L’amministrazione finanziaria è libera di scegliere il metodo accertativo da utilizzare
Nell’ambito dell’accertamento tributario, rientra tra i poteri dell’amministrazione finanziaria, all’interno della previsione normativa, la scelta del corrispondente metodo da utilizzare per procedere all’accertamento, del quale il contribuente può dolersi esclusivamente qualora gliene derivi un pregiudizio sostanziale.
A tale conclusione è giunta la Corte di cassazione con l’ordinanza 26369/2019.

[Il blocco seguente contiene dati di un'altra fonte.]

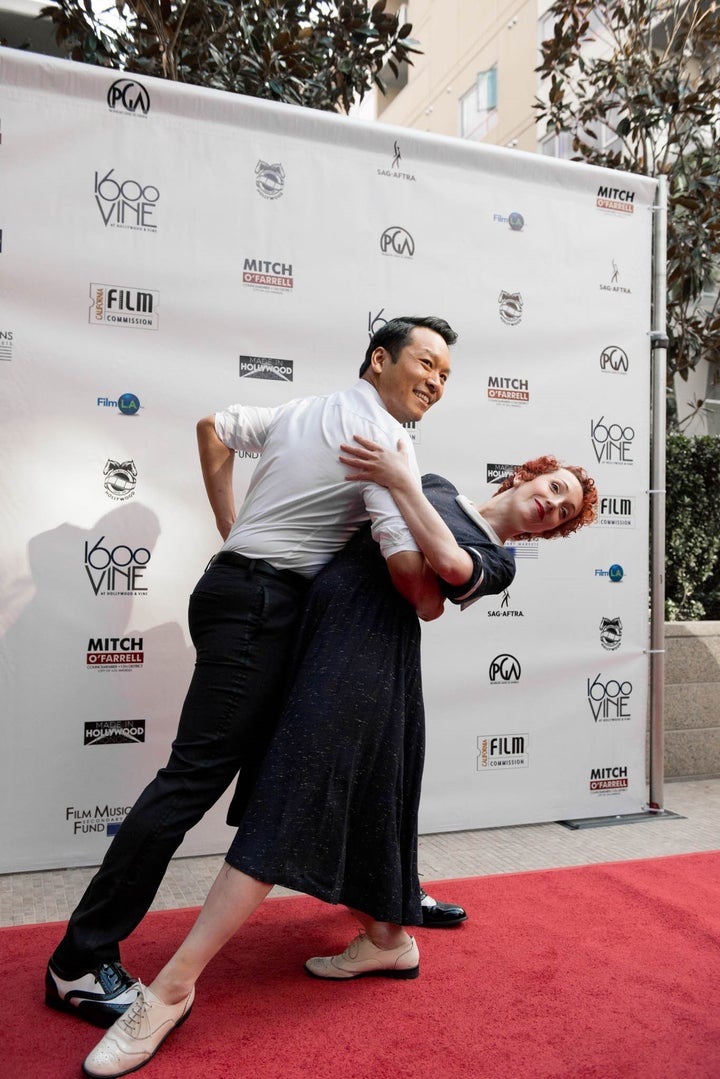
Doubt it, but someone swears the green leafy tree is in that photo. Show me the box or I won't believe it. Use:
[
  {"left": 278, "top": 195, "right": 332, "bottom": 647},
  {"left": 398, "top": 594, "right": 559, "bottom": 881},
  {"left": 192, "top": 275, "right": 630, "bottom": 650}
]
[
  {"left": 41, "top": 0, "right": 419, "bottom": 112},
  {"left": 535, "top": 0, "right": 720, "bottom": 419}
]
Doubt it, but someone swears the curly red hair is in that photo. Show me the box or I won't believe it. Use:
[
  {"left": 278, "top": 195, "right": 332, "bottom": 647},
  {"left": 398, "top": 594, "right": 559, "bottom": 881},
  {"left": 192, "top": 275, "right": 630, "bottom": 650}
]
[{"left": 493, "top": 453, "right": 598, "bottom": 540}]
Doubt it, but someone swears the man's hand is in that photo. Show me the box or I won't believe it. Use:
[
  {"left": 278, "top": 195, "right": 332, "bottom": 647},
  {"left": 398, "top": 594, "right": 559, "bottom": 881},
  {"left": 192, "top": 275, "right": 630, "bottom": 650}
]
[{"left": 338, "top": 435, "right": 418, "bottom": 491}]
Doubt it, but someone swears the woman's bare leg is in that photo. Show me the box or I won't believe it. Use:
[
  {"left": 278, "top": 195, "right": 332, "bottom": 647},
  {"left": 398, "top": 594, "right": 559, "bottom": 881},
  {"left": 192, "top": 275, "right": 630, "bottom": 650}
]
[{"left": 150, "top": 862, "right": 272, "bottom": 1005}]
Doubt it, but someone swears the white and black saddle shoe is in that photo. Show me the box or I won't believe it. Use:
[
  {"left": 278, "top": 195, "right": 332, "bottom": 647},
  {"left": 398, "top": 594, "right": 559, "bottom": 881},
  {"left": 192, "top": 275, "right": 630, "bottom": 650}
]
[
  {"left": 45, "top": 961, "right": 138, "bottom": 1028},
  {"left": 420, "top": 888, "right": 467, "bottom": 929}
]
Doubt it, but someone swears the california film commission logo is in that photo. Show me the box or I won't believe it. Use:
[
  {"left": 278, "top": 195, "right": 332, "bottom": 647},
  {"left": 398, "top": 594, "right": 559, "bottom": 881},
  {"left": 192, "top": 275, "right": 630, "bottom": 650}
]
[
  {"left": 590, "top": 764, "right": 628, "bottom": 794},
  {"left": 239, "top": 356, "right": 293, "bottom": 382},
  {"left": 595, "top": 183, "right": 635, "bottom": 214},
  {"left": 85, "top": 536, "right": 150, "bottom": 596},
  {"left": 587, "top": 674, "right": 633, "bottom": 723},
  {"left": 83, "top": 720, "right": 145, "bottom": 746},
  {"left": 380, "top": 224, "right": 415, "bottom": 259},
  {"left": 255, "top": 161, "right": 285, "bottom": 200},
  {"left": 85, "top": 637, "right": 145, "bottom": 671},
  {"left": 103, "top": 459, "right": 137, "bottom": 502},
  {"left": 590, "top": 415, "right": 635, "bottom": 465},
  {"left": 488, "top": 374, "right": 530, "bottom": 405},
  {"left": 95, "top": 168, "right": 160, "bottom": 232},
  {"left": 106, "top": 79, "right": 150, "bottom": 117},
  {"left": 476, "top": 734, "right": 530, "bottom": 771},
  {"left": 87, "top": 282, "right": 160, "bottom": 330},
  {"left": 65, "top": 805, "right": 133, "bottom": 838},
  {"left": 243, "top": 259, "right": 293, "bottom": 292}
]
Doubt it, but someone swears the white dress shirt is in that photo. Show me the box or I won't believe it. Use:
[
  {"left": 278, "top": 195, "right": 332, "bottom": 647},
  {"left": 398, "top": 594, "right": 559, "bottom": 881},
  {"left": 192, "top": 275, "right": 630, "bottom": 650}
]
[{"left": 215, "top": 379, "right": 419, "bottom": 577}]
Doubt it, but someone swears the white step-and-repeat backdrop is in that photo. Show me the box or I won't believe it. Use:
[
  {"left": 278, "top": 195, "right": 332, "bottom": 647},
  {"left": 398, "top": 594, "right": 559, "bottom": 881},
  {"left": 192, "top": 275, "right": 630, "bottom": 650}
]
[{"left": 0, "top": 50, "right": 655, "bottom": 871}]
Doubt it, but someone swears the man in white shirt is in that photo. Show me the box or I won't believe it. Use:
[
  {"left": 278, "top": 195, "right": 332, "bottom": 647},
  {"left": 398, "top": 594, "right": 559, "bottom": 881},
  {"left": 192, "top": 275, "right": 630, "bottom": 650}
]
[{"left": 45, "top": 317, "right": 464, "bottom": 1027}]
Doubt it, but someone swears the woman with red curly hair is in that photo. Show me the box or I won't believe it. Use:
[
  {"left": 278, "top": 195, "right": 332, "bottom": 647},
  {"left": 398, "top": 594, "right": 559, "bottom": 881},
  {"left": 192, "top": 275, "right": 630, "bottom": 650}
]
[{"left": 83, "top": 438, "right": 597, "bottom": 1079}]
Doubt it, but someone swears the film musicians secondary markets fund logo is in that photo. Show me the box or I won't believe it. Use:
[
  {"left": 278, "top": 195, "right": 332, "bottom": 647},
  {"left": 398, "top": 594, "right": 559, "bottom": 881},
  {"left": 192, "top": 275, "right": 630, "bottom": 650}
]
[
  {"left": 87, "top": 282, "right": 160, "bottom": 330},
  {"left": 85, "top": 536, "right": 150, "bottom": 596},
  {"left": 595, "top": 183, "right": 635, "bottom": 214},
  {"left": 103, "top": 459, "right": 137, "bottom": 502},
  {"left": 488, "top": 374, "right": 530, "bottom": 405},
  {"left": 498, "top": 289, "right": 522, "bottom": 326},
  {"left": 590, "top": 415, "right": 635, "bottom": 465},
  {"left": 85, "top": 637, "right": 145, "bottom": 671},
  {"left": 106, "top": 79, "right": 150, "bottom": 117},
  {"left": 587, "top": 674, "right": 633, "bottom": 723},
  {"left": 380, "top": 224, "right": 415, "bottom": 259},
  {"left": 476, "top": 734, "right": 529, "bottom": 771},
  {"left": 240, "top": 356, "right": 293, "bottom": 382},
  {"left": 83, "top": 720, "right": 145, "bottom": 746},
  {"left": 488, "top": 653, "right": 520, "bottom": 685},
  {"left": 243, "top": 259, "right": 293, "bottom": 292},
  {"left": 65, "top": 805, "right": 133, "bottom": 838},
  {"left": 95, "top": 168, "right": 160, "bottom": 232},
  {"left": 255, "top": 161, "right": 285, "bottom": 199}
]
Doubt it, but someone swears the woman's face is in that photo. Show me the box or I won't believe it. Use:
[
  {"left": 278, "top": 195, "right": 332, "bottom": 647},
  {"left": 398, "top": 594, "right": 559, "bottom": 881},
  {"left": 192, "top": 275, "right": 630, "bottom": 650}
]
[{"left": 513, "top": 468, "right": 583, "bottom": 535}]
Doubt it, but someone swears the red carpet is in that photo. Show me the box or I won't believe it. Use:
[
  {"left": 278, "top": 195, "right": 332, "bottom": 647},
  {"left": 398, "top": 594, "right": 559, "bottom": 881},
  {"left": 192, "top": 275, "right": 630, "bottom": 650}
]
[{"left": 5, "top": 852, "right": 720, "bottom": 1079}]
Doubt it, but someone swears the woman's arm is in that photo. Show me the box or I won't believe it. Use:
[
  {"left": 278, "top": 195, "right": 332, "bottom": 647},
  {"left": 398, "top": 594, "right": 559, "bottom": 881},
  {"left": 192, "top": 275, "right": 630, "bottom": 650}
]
[{"left": 339, "top": 435, "right": 473, "bottom": 585}]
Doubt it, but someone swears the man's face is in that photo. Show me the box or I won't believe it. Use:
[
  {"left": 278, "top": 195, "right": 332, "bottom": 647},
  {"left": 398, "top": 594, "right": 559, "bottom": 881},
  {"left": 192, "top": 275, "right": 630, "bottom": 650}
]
[{"left": 371, "top": 326, "right": 450, "bottom": 423}]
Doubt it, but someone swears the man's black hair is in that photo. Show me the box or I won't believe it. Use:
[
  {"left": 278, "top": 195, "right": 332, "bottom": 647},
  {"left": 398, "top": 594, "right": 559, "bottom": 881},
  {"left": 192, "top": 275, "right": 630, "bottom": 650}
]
[{"left": 358, "top": 315, "right": 458, "bottom": 378}]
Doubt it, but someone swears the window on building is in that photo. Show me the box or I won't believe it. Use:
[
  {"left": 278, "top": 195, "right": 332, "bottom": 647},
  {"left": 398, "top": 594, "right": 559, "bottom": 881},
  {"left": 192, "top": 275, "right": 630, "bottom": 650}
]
[{"left": 460, "top": 67, "right": 498, "bottom": 139}]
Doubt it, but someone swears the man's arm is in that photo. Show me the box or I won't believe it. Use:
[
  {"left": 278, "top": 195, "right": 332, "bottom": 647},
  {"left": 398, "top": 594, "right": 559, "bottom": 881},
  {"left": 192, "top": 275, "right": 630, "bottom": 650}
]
[
  {"left": 388, "top": 550, "right": 445, "bottom": 622},
  {"left": 198, "top": 415, "right": 236, "bottom": 540}
]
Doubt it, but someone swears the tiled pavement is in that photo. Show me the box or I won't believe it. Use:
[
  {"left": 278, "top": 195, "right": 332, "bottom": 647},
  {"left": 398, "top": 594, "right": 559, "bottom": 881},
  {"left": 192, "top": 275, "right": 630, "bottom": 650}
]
[{"left": 0, "top": 778, "right": 720, "bottom": 926}]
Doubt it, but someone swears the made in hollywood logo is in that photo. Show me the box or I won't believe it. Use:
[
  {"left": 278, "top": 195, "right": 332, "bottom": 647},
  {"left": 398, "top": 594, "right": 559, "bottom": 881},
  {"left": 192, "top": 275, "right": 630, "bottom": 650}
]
[
  {"left": 94, "top": 168, "right": 160, "bottom": 232},
  {"left": 87, "top": 282, "right": 160, "bottom": 330},
  {"left": 255, "top": 161, "right": 285, "bottom": 200},
  {"left": 239, "top": 356, "right": 293, "bottom": 382}
]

L’amministrazione finanziaria non è pertanto vincolata nella metodica da utilizzare, spettandole il potere di scegliere, nell’ambito dei criteri stabiliti dalla legge, quello ritenuto utile per il buon fine dell’azione accertativa e pertanto, una doglianza che si limiti a contestare la correttezza formale di un atto impositivo in connessione con una scelta discrezionale dell’amministrazione e in assenza di un pregiudizio sostanziale (Cassazione, 8333/2012), risulta inammissibile per difetto di interesse e non è idonea a giustificarne l’annullamento (Cassazione, 16980/2015).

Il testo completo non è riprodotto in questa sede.